Using Starbucks As Your Office? Here Are Some Tips From Om Malik - hshah
http://gigaom.com/2010/07/01/using-starbucks-as-your-office-here-are-some-tips/

======
bkudria
I would love to see an actual business modeled after The Black Danube, in
Robin Sloan's novella _Annabel Scheme_ : <http://robinsloan.com/annabel-
scheme> (Read the whole thing, it's an awesome story)

Directly from the book (don't worry, it's CC):

\-----

They showed me a coffee shop stretched out to warehouse scale. There was a
long, foreshortened espresso counter up front. The rest of the concrete floor
was dotted with wooden tables, dozens of them, all different shapes, spaced
evenly through the field of gray. Every single one was occupied. Men in shiny
suits and long coats—one in white New Fleet livery—milled from table to table
like customers at a flea market.

 _[...]_

All of the tables at this coffee shop were reserved for new internet
companies. The price was a nine percent stake in your new venture, but you’d
happily give nineteen or ninety-nine. With a table, you got, in addition to
the simple, precious space: a thick, luxurious fiber-optic connection to the
internet; a server or two or sixteen in the data center next door; and, most
important by far, the attention of Octav Erdos.

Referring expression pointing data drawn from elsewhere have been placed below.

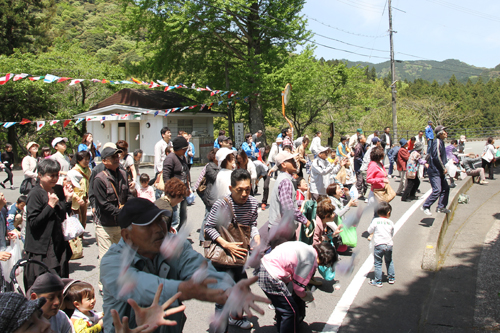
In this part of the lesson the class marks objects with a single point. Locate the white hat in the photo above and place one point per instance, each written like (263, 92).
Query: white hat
(222, 154)
(323, 149)
(57, 140)
(283, 156)
(30, 144)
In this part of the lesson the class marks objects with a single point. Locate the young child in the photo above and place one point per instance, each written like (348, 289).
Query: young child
(383, 232)
(85, 320)
(145, 191)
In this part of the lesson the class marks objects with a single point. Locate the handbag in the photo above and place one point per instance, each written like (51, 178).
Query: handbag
(72, 227)
(26, 186)
(384, 194)
(235, 232)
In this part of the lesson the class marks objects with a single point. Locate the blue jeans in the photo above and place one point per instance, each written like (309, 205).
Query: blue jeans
(202, 229)
(380, 252)
(179, 215)
(440, 189)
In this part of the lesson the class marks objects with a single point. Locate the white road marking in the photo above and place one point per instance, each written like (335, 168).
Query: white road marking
(337, 317)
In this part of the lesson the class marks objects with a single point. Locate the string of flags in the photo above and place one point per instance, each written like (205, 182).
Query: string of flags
(50, 78)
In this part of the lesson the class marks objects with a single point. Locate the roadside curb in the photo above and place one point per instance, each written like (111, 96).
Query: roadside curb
(434, 246)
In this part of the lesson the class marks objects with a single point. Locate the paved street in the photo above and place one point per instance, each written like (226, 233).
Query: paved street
(419, 301)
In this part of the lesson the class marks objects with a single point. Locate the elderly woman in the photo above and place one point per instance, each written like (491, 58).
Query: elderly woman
(47, 206)
(89, 145)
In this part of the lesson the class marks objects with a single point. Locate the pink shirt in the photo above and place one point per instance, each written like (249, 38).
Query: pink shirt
(375, 175)
(146, 193)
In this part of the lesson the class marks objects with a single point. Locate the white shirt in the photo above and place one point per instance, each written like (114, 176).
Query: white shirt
(160, 147)
(382, 230)
(315, 145)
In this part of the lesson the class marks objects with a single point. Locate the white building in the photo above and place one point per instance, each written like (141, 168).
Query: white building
(130, 115)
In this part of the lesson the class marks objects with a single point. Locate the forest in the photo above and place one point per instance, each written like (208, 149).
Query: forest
(240, 46)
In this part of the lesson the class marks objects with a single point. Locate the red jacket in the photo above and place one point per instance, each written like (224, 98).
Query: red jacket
(403, 156)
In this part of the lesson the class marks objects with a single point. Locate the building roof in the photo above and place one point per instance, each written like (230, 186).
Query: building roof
(145, 99)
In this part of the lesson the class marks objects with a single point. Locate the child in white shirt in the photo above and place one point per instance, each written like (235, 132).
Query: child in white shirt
(145, 191)
(383, 231)
(84, 319)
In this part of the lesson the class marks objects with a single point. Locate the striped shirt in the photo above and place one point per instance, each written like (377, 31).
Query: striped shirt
(245, 214)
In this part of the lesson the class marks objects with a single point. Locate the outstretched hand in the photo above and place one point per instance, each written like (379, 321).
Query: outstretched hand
(124, 328)
(241, 299)
(156, 313)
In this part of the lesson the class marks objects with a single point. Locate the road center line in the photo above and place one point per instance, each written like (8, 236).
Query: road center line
(337, 317)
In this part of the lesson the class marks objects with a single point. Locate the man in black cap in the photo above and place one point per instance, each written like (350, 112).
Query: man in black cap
(110, 191)
(144, 229)
(175, 165)
(17, 314)
(50, 287)
(437, 174)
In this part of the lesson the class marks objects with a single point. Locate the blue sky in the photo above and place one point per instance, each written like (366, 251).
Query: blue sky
(431, 29)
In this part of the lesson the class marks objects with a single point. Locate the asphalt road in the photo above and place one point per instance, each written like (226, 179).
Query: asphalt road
(392, 308)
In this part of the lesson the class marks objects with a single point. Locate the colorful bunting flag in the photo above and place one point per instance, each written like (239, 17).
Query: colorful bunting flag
(75, 81)
(18, 77)
(5, 79)
(39, 125)
(49, 78)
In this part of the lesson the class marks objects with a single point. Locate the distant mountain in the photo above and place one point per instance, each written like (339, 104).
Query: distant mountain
(431, 70)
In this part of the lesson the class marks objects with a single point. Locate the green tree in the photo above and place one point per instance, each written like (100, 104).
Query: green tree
(233, 42)
(24, 24)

I saw him at a table near the front. He was tall and wide, bald, wearing gray
overalls. He could have been an auto mechanic. He was blustering at the
semicircle of skinny faces around the table, tracing his fingers in little
spirals, drawing something in the air. Everyone was nodding.

Octav was more than an espresso impresario. He was also the director of Black
Danube Ventures, and he spent every waking hour of every day here in his
camouflaged incubator, migrating from table to table, advising, cajoling,
berating. Sometimes even coding. When you got a table, you held on to it. You
crowded as many people around it as you could. You took shifts in sleeping
bags. And you subsisted on Octav’s pitch-black brew.

When a company got sold, or graduated into an office of its own, Octav
ceremonially smashed an espresso cup across its table. The dinged-up, dark-
brown tables were the lucky ones.

\-----

The story is set, of course, in San Francisco.

------
towndrunk
Some pretty obvious tips there. Does this really warrant a whole blog post and
then to post it as news here? Come on!

------
Tiomaidh
Just use a public library. Most have free wifi, almost complete quiet, large
tables with quality chairs, and--best of all--nobody cares if you're there for
8 hours without giving up a penny.

------
pasbesoin
Three drinks plus tipping up to $10, per day, is very roughly $300 - $600 per
month. It may or may not work for you, but it is not a trivial expense.